Despite the bad reviews, I was excited about seeing "Pirates of the Caribbean 3," and I was happy to hear that it is being shown in the theaters in China, since everyone knows that seeing a movie in a theater is much better than watching it at home. I was also interested to see what they would do with Chow Yun-fat, the Chinese Pirate King!! :)
Then I learned that parts the film have been censored in China. Why? I asked. Was it too violent? Was there nudity? Did Disney pirates of the 19th century advocate Tibetan independence?
No: they had cut half of Chow Yun-fat's scenes because they "vilify and humiliate the Chinese," as Xinhua, China's official news wire, reported.

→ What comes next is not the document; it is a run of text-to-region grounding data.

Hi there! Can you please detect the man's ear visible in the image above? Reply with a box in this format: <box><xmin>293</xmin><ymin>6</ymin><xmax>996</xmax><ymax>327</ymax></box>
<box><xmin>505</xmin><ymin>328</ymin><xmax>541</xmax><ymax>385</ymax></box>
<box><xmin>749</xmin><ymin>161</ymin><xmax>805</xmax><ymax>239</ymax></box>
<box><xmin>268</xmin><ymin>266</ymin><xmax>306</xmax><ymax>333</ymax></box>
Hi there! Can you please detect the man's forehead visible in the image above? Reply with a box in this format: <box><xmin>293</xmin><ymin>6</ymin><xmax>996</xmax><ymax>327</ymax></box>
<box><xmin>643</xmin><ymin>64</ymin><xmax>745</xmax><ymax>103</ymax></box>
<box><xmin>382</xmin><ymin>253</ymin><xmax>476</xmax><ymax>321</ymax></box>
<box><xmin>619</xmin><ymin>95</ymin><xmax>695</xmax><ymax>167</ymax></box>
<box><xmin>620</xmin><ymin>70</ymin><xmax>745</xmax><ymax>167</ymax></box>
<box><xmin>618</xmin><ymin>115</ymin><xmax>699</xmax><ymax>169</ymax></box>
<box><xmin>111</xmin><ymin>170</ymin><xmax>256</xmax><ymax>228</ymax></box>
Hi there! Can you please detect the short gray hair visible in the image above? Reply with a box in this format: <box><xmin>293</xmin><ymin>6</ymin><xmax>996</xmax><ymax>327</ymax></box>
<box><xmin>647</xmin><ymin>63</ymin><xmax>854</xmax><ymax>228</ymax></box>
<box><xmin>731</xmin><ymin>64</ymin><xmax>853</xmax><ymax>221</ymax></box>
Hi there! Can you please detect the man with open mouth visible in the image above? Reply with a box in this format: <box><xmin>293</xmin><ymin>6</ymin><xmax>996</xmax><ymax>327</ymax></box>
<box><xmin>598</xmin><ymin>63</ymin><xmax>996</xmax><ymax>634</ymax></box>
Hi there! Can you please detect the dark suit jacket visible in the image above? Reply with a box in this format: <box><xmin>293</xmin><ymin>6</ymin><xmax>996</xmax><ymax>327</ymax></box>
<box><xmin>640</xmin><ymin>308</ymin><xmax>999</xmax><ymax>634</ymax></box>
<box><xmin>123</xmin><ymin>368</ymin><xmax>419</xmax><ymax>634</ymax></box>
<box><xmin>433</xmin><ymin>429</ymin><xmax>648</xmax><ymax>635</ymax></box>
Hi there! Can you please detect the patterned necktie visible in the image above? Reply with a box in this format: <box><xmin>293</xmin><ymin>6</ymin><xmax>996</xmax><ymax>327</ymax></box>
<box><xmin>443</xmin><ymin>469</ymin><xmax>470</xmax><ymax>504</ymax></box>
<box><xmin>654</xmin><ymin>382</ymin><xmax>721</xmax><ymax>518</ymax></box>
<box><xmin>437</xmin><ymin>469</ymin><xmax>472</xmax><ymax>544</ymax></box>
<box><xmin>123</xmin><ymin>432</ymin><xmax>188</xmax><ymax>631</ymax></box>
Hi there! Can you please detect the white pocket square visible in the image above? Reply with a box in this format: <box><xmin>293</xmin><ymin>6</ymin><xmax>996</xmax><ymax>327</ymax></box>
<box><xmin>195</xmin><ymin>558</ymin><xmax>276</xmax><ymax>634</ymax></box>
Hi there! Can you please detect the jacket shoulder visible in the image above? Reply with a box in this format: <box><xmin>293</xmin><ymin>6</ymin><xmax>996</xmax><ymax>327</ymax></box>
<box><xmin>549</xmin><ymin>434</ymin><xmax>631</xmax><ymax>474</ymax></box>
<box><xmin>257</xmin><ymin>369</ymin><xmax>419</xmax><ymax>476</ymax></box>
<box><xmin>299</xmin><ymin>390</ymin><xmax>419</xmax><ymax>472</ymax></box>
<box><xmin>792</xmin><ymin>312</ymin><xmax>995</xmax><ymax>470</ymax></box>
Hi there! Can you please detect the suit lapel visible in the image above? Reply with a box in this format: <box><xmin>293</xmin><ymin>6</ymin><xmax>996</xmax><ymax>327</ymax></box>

I haven't seen the movie yet (and I certainly won't in a Chinese theater), but according to some blogs, it's now difficult to follow the plot. The censors were apparently offended by Chow's bald head, long nails, and scarred skin. It reminded me of the reasons behind China's censorship of "Mission Impossible III," when scenes were cut in which Tom Cruise is in China, and runs past laundry hanging from clotheslines. I suppose the censors didn't want China to be portrayed as a "backward" country, in which, presumably, people hang laundry from clotheslines.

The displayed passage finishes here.